Schlaf & Cortisol: Was wir wissen – und was Sie praktisch tun können

  1. Schlafverlust und circadiane Fehlanpassung (Schichtarbeit, Jetlag, sehr spätes Zubettgehen bei frühem Aufstehen) können die Cortisoldynamik verschieben (z. B. höhere Abendwerte, veränderte Aufwachreaktion). Die Lösung ist nicht primär „Cortisolblocker“, sondern Schlafrhythmus stabilisieren und Zeitgeber (Licht, Bewegung, regelmäßige Mahlzeiten) verbessern.
  2. Insomnie ist eine Fehlregulation des Erregungsniveaus. Wirksam sind kognitive Verhaltenstherapie für Insomnie (CBT-I), Schlaf-Zeitrestriktion, Stimuluskontrolle und konsequente Schlafhygiene – dafür gibt es starke Evidenz, und parallel normalisieren sich oft physiologische Stressmarker. (Die Pathomechanismen der „Stress-Reaktivität des Schlafs“ sind gut beschrieben.)
  3. Abklären, was wirklich müde macht: Häufige andere Treiber sind Schlafapnoe, Restless-Legs-Syndrom, Schilddrüsenfunktionsstörungen, Eisenmangel (Ferritin!), Depression/Angst, Infektionen/Entzündung, Medikamente (Sedativa, Antihistaminika), Blutzuckerentgleisungen – und ja, Cushing oder adrenale Insuffizienz sind wichtige, aber seltene Differenzialdiagnosen. Sprechen Sie mit Ihrer Ärztin/Ihrem Arzt über zielgerichtete Basisdiagnostik, statt „auf Verdacht“ Hormone zu dämpfen oder Nahrungsergänzungen zu häufen.
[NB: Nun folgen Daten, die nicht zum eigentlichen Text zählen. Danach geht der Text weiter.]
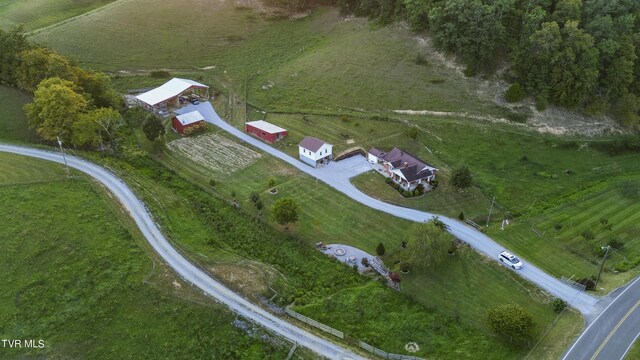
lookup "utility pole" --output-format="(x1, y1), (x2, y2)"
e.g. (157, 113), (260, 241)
(56, 136), (71, 177)
(593, 246), (611, 291)
(487, 196), (496, 226)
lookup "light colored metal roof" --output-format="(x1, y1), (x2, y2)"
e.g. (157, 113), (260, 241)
(136, 78), (209, 106)
(176, 110), (204, 126)
(247, 120), (287, 134)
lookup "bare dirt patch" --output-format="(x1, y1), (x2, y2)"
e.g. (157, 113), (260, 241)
(167, 133), (262, 174)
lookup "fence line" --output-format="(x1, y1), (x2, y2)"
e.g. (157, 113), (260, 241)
(358, 341), (425, 360)
(284, 308), (344, 339)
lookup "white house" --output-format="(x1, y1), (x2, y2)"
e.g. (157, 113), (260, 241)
(298, 136), (333, 167)
(367, 147), (438, 190)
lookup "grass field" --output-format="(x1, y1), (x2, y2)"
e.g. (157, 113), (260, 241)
(0, 86), (35, 142)
(0, 0), (114, 30)
(34, 5), (504, 114)
(0, 154), (308, 359)
(117, 129), (582, 358)
(488, 181), (640, 293)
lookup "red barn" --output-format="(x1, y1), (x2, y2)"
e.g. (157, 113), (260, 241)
(246, 120), (287, 143)
(171, 111), (204, 134)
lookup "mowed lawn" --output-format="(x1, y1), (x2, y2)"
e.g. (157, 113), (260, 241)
(34, 4), (503, 114)
(0, 154), (296, 359)
(488, 181), (640, 293)
(142, 131), (582, 358)
(0, 86), (35, 142)
(0, 0), (114, 30)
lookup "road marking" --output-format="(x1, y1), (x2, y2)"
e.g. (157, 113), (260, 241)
(591, 300), (640, 360)
(562, 276), (640, 360)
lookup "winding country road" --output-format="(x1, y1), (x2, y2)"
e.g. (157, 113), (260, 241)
(0, 103), (640, 360)
(0, 144), (365, 360)
(178, 102), (603, 316)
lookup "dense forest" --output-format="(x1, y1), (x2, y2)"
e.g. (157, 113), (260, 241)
(272, 0), (640, 127)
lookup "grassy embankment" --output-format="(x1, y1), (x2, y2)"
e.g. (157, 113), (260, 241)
(0, 154), (298, 359)
(0, 0), (115, 30)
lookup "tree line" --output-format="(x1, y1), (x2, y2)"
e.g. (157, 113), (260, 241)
(283, 0), (640, 127)
(0, 26), (164, 156)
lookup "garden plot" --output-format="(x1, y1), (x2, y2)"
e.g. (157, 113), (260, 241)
(167, 134), (262, 174)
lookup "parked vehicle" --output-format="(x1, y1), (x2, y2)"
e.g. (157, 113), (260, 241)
(499, 251), (522, 270)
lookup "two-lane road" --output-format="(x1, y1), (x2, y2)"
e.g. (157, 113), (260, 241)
(562, 277), (640, 360)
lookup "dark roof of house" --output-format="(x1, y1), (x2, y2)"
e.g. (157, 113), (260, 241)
(298, 136), (324, 152)
(369, 147), (435, 181)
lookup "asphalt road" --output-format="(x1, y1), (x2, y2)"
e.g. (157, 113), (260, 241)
(0, 144), (364, 360)
(562, 277), (640, 360)
(185, 102), (603, 317)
Wie sieht eine seriöse Abklärung aus?

  • Anamnese & Klinik: Gibt es Cushing-Hinweise (Stammfettsucht, „Vollmondgesicht“, Striae, Muskelatrophie)? Oder Insuffizienz-Hinweise (Gewichtsverlust, niedriger Blutdruck, Hyperpigmentierung)? Erst dann labspezifisch testen.
  • Labordiagnostik bei Verdacht auf Cushing: Zwei verschiedene Screeningtests (LNSC, 24-h-UFC, 1-mg-Dexamethason). Keine Einmal-Messung am Morgen als Beweis.
  • Labordiagnostik bei Verdacht auf Insuffizienz: Morgendliches Serum-Cortisol + ACTH, ggf. ACTH-Test; Speichelmethoden sind ergänzend in Evaluation, nicht Standard.
  • Keine Diagnose „adrenal fatigue“ stellen – das ist nicht evidenzbasiert und lenkt von echten Ursachen ab.
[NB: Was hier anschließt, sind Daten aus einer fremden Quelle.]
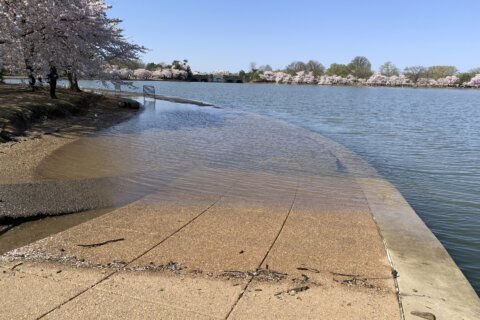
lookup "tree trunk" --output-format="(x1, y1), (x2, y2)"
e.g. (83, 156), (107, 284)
(67, 72), (82, 92)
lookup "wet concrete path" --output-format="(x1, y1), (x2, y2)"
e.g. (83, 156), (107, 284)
(4, 102), (476, 319)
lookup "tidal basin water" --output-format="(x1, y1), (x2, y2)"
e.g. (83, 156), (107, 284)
(6, 81), (480, 293)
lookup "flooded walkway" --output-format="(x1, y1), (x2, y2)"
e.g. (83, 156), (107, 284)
(0, 102), (476, 319)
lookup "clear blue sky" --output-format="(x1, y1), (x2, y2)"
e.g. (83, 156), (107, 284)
(107, 0), (480, 72)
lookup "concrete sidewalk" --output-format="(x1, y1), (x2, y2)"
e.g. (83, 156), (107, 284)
(0, 172), (400, 319)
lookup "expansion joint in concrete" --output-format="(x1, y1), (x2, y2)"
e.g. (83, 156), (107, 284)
(225, 185), (298, 320)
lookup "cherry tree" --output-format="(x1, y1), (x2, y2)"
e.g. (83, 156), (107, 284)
(0, 0), (145, 89)
(133, 68), (152, 80)
(367, 72), (388, 86)
(466, 74), (480, 87)
(437, 76), (460, 87)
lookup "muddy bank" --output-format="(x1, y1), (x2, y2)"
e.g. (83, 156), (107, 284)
(0, 85), (140, 226)
(0, 84), (140, 142)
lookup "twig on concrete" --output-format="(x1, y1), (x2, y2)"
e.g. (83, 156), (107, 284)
(10, 262), (23, 270)
(77, 238), (125, 248)
(297, 267), (320, 273)
(275, 286), (310, 296)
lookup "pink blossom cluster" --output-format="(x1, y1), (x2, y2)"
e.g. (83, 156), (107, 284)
(465, 74), (480, 87)
(260, 71), (317, 84)
(437, 76), (460, 87)
(366, 72), (411, 87)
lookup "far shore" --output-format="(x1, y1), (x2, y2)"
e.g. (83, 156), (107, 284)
(4, 76), (480, 91)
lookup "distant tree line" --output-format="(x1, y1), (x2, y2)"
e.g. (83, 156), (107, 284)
(246, 56), (480, 87)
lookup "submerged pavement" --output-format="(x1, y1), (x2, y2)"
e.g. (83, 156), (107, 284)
(0, 99), (479, 319)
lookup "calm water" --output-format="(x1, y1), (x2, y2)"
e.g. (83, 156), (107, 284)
(6, 81), (480, 293)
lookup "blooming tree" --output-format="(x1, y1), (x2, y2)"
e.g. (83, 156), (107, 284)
(133, 68), (152, 80)
(0, 0), (145, 89)
(466, 74), (480, 87)
(367, 72), (388, 86)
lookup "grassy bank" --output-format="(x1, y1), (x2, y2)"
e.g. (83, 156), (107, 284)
(0, 84), (139, 142)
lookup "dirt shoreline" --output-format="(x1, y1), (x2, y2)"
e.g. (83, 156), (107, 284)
(0, 85), (140, 184)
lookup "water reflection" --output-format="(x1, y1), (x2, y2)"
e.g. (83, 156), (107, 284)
(32, 100), (375, 215)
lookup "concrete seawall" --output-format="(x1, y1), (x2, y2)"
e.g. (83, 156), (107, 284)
(0, 102), (479, 319)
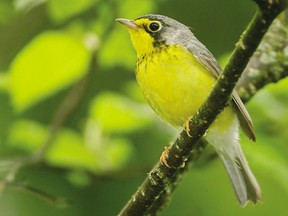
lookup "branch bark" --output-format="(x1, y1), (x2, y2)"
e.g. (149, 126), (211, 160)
(149, 10), (288, 215)
(119, 0), (287, 216)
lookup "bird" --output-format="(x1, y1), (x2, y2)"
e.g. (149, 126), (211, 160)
(116, 14), (262, 207)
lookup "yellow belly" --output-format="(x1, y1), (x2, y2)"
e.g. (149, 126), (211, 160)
(136, 46), (234, 129)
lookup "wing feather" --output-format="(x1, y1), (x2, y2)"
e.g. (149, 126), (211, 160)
(185, 35), (256, 141)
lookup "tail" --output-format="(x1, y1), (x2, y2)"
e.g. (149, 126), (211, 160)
(218, 146), (262, 207)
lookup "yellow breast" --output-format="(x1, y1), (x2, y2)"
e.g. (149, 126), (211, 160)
(136, 45), (216, 126)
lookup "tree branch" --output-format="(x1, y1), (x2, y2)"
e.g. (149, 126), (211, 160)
(119, 0), (287, 216)
(149, 10), (288, 215)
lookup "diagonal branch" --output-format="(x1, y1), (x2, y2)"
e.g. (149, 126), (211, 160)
(119, 0), (287, 216)
(149, 10), (288, 215)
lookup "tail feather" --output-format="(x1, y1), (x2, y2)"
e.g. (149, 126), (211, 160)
(218, 146), (261, 207)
Häufige Missverständnisse – kurz richtiggestellt

  • „Ich bin nachts wach, also habe ich zu viel Cortisol.“ – Insomnie kann mit erhöhtem Cortisol assoziiert sein, aber der kausale Pfeil verläuft in beide Richtungen; die Therapie der Insomnie (CBT-I etc.) ist der erste Hebel.
  • „Ein Speichelprofil beweist meine Diagnose.“ – Nein. Außer dem späten Abendwert bei Cushing bringt ein willkürliches Tagesprofil wenig diagnostische Sicherheit.
  • „Nebennierenschwäche durch Stress“ – medizinisch unbelegt; bitte nicht mit echter Addison-Krankheit verwechseln.
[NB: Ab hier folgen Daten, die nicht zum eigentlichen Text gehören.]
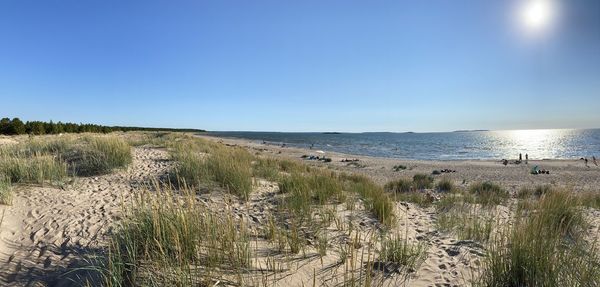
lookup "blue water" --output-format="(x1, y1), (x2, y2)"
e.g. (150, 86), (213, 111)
(209, 129), (600, 160)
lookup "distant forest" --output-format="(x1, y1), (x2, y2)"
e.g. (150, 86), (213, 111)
(0, 118), (205, 135)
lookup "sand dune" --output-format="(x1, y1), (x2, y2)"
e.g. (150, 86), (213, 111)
(0, 138), (600, 286)
(0, 148), (169, 286)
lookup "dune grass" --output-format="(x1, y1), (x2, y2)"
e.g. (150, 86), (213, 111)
(0, 135), (132, 183)
(384, 178), (413, 193)
(67, 136), (132, 176)
(342, 175), (396, 225)
(435, 177), (456, 192)
(412, 173), (433, 190)
(379, 234), (427, 271)
(436, 203), (495, 242)
(103, 186), (251, 286)
(0, 178), (12, 205)
(475, 191), (600, 286)
(172, 142), (254, 200)
(0, 155), (68, 184)
(465, 181), (509, 206)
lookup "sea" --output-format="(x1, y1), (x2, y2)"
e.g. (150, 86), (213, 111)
(208, 129), (600, 160)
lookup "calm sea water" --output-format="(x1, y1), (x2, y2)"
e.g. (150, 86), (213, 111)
(210, 129), (600, 160)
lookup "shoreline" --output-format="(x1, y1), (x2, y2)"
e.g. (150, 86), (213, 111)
(195, 135), (600, 193)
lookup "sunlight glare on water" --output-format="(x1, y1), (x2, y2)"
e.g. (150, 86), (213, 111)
(490, 129), (575, 159)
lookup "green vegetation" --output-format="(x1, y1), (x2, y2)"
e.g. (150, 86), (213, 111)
(172, 139), (254, 200)
(469, 181), (509, 205)
(384, 178), (413, 193)
(103, 189), (251, 286)
(476, 191), (600, 286)
(0, 178), (12, 204)
(412, 173), (433, 190)
(0, 118), (205, 135)
(0, 136), (131, 187)
(436, 203), (495, 242)
(435, 177), (456, 192)
(70, 137), (132, 176)
(379, 235), (427, 270)
(342, 175), (395, 225)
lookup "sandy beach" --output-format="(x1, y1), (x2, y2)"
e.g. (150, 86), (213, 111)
(0, 136), (600, 286)
(200, 136), (600, 192)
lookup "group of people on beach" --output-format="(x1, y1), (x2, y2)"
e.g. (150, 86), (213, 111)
(580, 156), (598, 167)
(502, 153), (529, 165)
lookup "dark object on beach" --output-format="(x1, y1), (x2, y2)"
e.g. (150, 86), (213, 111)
(300, 155), (331, 162)
(392, 164), (406, 171)
(346, 161), (366, 168)
(531, 165), (550, 174)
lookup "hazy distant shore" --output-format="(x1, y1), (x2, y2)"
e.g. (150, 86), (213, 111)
(198, 135), (600, 192)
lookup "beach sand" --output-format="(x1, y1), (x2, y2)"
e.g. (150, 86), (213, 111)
(200, 136), (600, 192)
(0, 136), (600, 286)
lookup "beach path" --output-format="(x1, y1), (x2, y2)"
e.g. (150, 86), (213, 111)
(0, 147), (170, 286)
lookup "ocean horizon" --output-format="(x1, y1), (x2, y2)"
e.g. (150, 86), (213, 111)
(207, 129), (600, 160)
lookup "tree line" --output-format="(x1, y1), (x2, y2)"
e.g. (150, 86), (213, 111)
(0, 118), (205, 135)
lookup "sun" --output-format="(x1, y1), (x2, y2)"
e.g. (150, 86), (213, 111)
(519, 0), (556, 32)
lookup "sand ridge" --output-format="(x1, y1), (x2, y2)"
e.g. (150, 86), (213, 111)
(0, 147), (170, 286)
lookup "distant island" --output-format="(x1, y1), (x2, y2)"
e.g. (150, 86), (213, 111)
(453, 130), (490, 133)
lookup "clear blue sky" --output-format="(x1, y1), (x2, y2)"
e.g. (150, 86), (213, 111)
(0, 0), (600, 131)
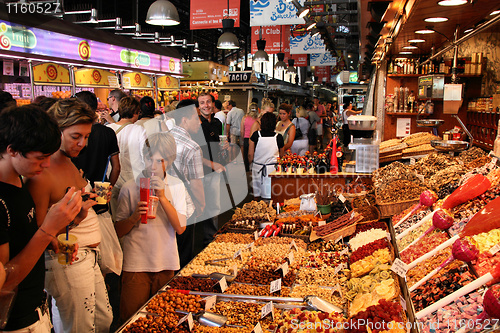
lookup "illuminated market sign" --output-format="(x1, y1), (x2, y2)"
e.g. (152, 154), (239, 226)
(0, 20), (182, 74)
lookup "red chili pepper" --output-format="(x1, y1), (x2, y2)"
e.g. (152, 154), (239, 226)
(460, 197), (500, 237)
(443, 174), (491, 209)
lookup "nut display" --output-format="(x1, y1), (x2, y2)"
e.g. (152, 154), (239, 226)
(210, 302), (281, 329)
(375, 180), (427, 203)
(224, 283), (290, 297)
(295, 267), (351, 287)
(290, 284), (347, 309)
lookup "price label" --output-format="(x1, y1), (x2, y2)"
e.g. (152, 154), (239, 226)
(490, 243), (500, 256)
(203, 295), (217, 311)
(269, 279), (281, 294)
(233, 249), (243, 260)
(332, 282), (344, 298)
(219, 277), (227, 293)
(252, 322), (264, 333)
(391, 258), (408, 279)
(335, 263), (345, 274)
(230, 264), (238, 276)
(177, 312), (194, 331)
(399, 295), (406, 311)
(260, 301), (274, 320)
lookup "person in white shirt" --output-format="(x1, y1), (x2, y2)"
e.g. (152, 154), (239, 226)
(107, 96), (147, 221)
(115, 133), (186, 320)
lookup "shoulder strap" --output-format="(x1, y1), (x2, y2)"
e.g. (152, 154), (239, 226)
(0, 199), (10, 227)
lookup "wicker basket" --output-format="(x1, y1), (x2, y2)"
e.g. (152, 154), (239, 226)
(377, 198), (420, 218)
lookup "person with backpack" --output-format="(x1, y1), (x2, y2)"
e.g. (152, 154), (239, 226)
(290, 106), (309, 156)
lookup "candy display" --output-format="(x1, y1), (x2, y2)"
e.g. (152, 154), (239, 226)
(349, 229), (387, 251)
(400, 232), (448, 264)
(411, 266), (474, 311)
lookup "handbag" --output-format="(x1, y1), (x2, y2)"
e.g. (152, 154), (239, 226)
(294, 118), (304, 140)
(97, 212), (123, 275)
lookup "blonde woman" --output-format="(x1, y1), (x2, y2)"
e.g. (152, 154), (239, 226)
(290, 106), (309, 156)
(240, 103), (259, 172)
(28, 98), (113, 333)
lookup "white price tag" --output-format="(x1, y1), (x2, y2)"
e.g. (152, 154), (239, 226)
(269, 279), (281, 294)
(490, 243), (500, 256)
(252, 323), (264, 333)
(233, 249), (243, 260)
(204, 295), (217, 311)
(230, 264), (238, 276)
(332, 282), (344, 298)
(219, 277), (227, 293)
(391, 258), (408, 279)
(260, 301), (274, 320)
(335, 263), (345, 274)
(399, 295), (406, 311)
(280, 262), (288, 277)
(177, 312), (194, 331)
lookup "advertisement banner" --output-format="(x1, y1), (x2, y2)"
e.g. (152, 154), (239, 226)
(290, 34), (326, 54)
(252, 25), (290, 54)
(0, 20), (182, 74)
(189, 0), (240, 30)
(290, 54), (307, 67)
(314, 66), (331, 83)
(250, 0), (305, 27)
(311, 52), (337, 66)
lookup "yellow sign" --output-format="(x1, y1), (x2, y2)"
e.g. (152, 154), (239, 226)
(75, 68), (118, 87)
(33, 62), (71, 86)
(156, 75), (179, 89)
(122, 72), (153, 89)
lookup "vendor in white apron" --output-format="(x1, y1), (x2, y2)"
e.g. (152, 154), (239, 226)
(248, 113), (285, 200)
Konkrete, alltagsnahe Schritte (evidenzbasiert)

  • Schlaffenster stabilisieren (z. B. 7–8 h im festen Zeitfenster), morgens Licht, abends Bildschirm-/Blaulicht reduzieren, Koffein-Cut-off am frühen Nachmittag, regelmäßige Bewegung (tagsüber). Das adressiert zirkadiane Steuerung und Hyperarousal – und indirekt die Cortisoldynamik.
  • CBT-I erwägen (auch als digitale Programme erhältlich).
  • Medizinisch checken lassen, wenn Müdigkeit > 3–4 Wochen anhält, sich verschlimmert oder mit Alarmzeichen (starke Gewichtsveränderung, Blutdruckentgleisung, Hyperpigmentierung, ausgeprägte Muskelschwäche, wiederholte Infekte) einhergeht – dann zielgerichtet und leitliniengerecht testen.

Fazit

„Zu viel Cortisol“ ist nicht die simple Universalantwort auf Müdigkeit und Schlafprobleme. Die Stresshormon-Regulation ist komplex; Insomnie kann sie beeinflussen, aber populäre Diagnosen wie „adrenal fatigue“ sind nicht haltbar. Echte Cortisol-Erkrankungen (Cushing, adrenale Insuffizienz) sind selten, doch wichtig – und sie werden mit klar definierten Tests diagnostiziert. Wer sich dauerhaft müde und schlaflos fühlt, fährt am besten mit einer systematischen Abklärung und wirksamen Schlaf-/Lifestyle-Interventionen, statt Cortisol „blind“ zu bekämpfen.